Dos pontos que levam a crer no ex-genro como o algoz da filha, o mais forte, aponta o motorista, é o fato de Gislane ter sido morta no quarto da casa do pai de André, a quem Gidauto se refere como uma pessoa “que nunca ofereceu qualquer perspectiva de vida à adolescente”. A segunda evidência, nas palavras do pai, é o tempo do término, 20 dias, de uma relação que se estendia – contra a vontade da família da menina – há quase três anos.
Por meio da assessoria, a Polícia Civil reforçou a suspeita da família e disse que o pedido de prisão do suspeito será encaminhado à Justiça. O feminicídio está sob a investigação da 1ª Delegacia de Homicídios (DH/Atlântico), onde já foram ouvidos familiares e outras testemunhas, de acordo com a pasta.
‘Fizemos de tudo’
O pai da vítima enumerou os motivos pelos quais, para ele, a relação do ex-casal “era um erro”. André, segundo Gidauto, é usuário de drogas e não trabalha desde que se aproximou da adolescente, quando ele tinha 29 anos. Vizinho do motorista, no bairro de Praia Grande, no Subúrbio Ferroviário da capital, o suspeito nunca pediu permissão para namorar Gislane, então com 14 anos.
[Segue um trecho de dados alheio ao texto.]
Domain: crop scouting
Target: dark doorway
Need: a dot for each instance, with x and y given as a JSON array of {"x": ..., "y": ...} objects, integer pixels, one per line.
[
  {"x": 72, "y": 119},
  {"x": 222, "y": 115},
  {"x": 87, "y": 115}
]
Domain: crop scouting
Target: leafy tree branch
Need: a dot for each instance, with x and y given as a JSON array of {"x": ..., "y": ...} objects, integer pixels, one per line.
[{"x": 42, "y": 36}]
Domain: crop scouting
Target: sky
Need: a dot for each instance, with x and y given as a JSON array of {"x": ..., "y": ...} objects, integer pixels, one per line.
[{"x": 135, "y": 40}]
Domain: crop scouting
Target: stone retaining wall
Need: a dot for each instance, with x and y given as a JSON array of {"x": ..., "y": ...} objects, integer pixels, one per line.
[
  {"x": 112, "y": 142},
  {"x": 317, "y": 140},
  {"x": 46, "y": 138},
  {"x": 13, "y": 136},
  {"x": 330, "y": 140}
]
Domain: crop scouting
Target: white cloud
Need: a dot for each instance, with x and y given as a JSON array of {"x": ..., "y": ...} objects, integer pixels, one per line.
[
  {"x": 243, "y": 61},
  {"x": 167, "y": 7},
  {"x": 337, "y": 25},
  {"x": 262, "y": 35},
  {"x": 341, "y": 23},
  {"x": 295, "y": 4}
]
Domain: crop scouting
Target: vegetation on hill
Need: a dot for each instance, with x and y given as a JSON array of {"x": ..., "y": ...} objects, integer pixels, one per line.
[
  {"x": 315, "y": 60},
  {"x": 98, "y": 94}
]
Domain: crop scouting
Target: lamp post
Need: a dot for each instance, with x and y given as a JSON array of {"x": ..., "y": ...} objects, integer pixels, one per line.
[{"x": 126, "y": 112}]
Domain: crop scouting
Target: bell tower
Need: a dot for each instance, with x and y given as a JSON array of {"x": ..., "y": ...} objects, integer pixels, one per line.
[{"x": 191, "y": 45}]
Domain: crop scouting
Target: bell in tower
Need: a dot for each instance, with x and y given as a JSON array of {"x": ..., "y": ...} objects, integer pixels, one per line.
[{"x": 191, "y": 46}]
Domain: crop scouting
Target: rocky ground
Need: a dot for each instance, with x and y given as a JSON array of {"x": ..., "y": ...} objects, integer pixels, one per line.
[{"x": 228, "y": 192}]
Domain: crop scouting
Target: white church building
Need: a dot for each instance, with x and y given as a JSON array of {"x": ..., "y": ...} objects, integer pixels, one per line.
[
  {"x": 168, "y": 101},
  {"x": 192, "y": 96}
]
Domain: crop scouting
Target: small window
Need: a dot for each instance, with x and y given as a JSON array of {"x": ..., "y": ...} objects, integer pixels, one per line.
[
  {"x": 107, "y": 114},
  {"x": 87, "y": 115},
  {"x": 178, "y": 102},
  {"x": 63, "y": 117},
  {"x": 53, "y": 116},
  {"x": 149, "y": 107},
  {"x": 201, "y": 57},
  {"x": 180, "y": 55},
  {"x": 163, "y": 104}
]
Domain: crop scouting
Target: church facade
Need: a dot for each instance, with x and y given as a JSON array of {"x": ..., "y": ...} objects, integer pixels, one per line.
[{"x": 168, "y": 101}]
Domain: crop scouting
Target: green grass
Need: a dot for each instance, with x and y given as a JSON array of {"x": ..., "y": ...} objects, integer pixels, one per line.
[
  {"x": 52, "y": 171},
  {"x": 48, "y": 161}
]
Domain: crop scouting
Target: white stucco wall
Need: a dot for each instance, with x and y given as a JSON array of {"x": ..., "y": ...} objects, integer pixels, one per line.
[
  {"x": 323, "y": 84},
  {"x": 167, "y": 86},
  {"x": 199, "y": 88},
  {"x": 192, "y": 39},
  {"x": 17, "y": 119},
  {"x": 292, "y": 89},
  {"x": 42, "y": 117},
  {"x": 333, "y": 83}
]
“Nunca gostei, antes do envolvimento com minha menina, fui contra ele. Fizemos de tudo, eu e a mãe dela, para impedir a aproximação. Criei ela desde a separação, quando minha filha era uma criança, mas abri mão da guarda para a mãe, há dois anos, justamente para afastar os dois. Não deu certo e agora acabou tudo”, lamenta, ao revelar que a menina chegou a largar a escola e passar seis meses com André no município de Catu, na Região Metropolitana, onde vive um familiar dele.
Durante o período, entre dezembro de 2018 e maio deste ano, a adolescente, que atualmente morava na região do Largo do Tanque com a mãe, de quem era a caçula entre duas filhas, sequer dava notícias à família. Gidauto, contudo, não soube informar os motivos pelos quais a menina decidiu terminar o relacionamento e se havia uma histórico de agressão por parte de André.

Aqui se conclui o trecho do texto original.